The aim of this study was to investigate the feasibility of obtaining reliable and well-separated VEPs from spatially separated stimuli in normal subjects using a four-channel recording system and simultaneous pattern-reversal stimulation using LED arrays. The stimulus frequency in the LED arrays differed slightly. This difference could be resolved in the analysis of the signals so that the responses elicited by the four LED arrays could be identified. The differences were, however, small enough to ensure that identical physiological mechanisms can be expected to mediate the responses. Earlier studies showed a potential usefulness of the multifrequency LED stimulation technique in the ERG.

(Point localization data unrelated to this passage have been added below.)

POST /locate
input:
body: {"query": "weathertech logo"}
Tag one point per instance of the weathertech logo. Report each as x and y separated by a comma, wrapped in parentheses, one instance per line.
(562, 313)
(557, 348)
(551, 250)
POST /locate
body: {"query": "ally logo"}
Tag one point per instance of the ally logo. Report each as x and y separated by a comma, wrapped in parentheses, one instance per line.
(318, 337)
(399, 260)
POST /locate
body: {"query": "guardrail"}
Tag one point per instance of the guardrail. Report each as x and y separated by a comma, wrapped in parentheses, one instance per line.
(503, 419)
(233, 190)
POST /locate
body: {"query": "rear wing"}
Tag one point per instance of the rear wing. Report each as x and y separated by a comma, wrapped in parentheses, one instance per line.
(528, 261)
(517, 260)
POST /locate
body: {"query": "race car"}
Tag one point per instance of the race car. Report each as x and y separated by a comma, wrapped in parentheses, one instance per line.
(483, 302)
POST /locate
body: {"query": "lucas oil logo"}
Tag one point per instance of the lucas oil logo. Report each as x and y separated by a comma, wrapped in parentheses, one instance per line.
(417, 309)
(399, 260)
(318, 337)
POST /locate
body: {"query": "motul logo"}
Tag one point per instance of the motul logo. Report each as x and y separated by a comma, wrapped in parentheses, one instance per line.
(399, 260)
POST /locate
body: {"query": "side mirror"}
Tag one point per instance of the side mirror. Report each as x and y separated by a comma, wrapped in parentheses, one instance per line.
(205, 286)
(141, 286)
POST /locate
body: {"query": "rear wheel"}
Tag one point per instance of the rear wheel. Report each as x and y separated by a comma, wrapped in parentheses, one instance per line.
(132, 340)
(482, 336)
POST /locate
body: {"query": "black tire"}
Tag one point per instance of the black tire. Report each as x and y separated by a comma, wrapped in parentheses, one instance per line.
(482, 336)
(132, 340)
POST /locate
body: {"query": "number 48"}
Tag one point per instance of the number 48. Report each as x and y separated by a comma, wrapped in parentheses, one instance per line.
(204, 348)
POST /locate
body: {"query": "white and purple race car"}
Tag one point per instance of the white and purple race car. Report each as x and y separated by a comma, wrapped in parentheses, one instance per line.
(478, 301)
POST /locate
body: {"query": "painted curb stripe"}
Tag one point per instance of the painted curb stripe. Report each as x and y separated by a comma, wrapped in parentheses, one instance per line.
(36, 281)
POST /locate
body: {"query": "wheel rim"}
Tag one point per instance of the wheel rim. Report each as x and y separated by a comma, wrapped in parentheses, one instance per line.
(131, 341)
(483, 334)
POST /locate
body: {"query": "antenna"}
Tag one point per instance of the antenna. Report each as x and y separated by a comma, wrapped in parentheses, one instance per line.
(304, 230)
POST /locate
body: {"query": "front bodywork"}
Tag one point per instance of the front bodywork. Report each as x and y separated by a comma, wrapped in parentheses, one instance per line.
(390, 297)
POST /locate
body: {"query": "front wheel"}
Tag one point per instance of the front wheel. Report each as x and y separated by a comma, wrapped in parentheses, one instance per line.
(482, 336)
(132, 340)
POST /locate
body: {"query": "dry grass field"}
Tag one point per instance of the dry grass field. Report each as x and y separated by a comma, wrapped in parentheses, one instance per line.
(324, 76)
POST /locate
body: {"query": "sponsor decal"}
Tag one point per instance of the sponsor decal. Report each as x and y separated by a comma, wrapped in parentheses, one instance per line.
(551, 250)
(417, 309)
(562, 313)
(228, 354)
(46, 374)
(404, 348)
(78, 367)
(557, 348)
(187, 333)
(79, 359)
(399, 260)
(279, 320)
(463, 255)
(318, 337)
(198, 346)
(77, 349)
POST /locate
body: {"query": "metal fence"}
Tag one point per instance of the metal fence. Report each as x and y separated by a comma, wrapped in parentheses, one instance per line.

8,15–17 We show here that the responses from LED arrays, located at different positions in the visual field, can be reliably measured in the VEP. The use of LEDs has several advantages: they have excellent temporal properties and can be used to deliver temporal frequencies with high precision. In addition, LED fields can reach high luminances and contrasts and can be spatially homogeneous. Frequency differences, used in the present study, are difficult to achieve with monitors that have refresh rates of maximally 200 Hz.
18 Furthermore, the pixels of monitors are generally refreshed sequentially, thereby introducing stimulus delays that depend on the spatial position. Recently, a method to increase the frequency resolution on a conventional monitor was introduced by Nakanishi et al.
19 using a variable number of frames in a period. However, in contrast to the present study they did not present several pattern-reversal targets simultaneously. So far, quadrant recordings with pattern-reversal stimulation were made with separate stimulation of each field quadrant.
20–22 More recently, Maddess and colleagues
23 demonstrated the value of the incommensurate frequency technique for grating stimulation on a monitor with several discrete reversal frequencies. In the present study, we show that LEDs can be used in arrays that can deliver pattern-reversal stimuli with very small temporal frequency differences. Other studies used LED as well,
8,24–28 although they were not yet implemented in clinical routine despite their advantages over monitors. Currently, LEDs are increasingly used in brain computer interface techniques for steady-state stimulus presentations.
29 The disadvantage of LED arrangements compared to monitor systems, where pattern with complex structure and distortion can be easily generated, is the lack of geometric flexibility. In our LED arrays, the spatial frequency can only be altered by changing the viewing distance. Here, we used a distance of 30 cm, resulting in a total stimulus field size of 20.8° × 20.8° and a constant spatial frequency of 0.58 cyc/deg. Due to the relative large rim at the edge of each LED array, we were not able to measure the central quadrant VEP. On the other hand, larger LED arrays would be needed for more peripheral stimulation. Thus, development of LED arrays that consider the scaling of the VEP amplitudes to eccentricity could possibly improve the SNR values.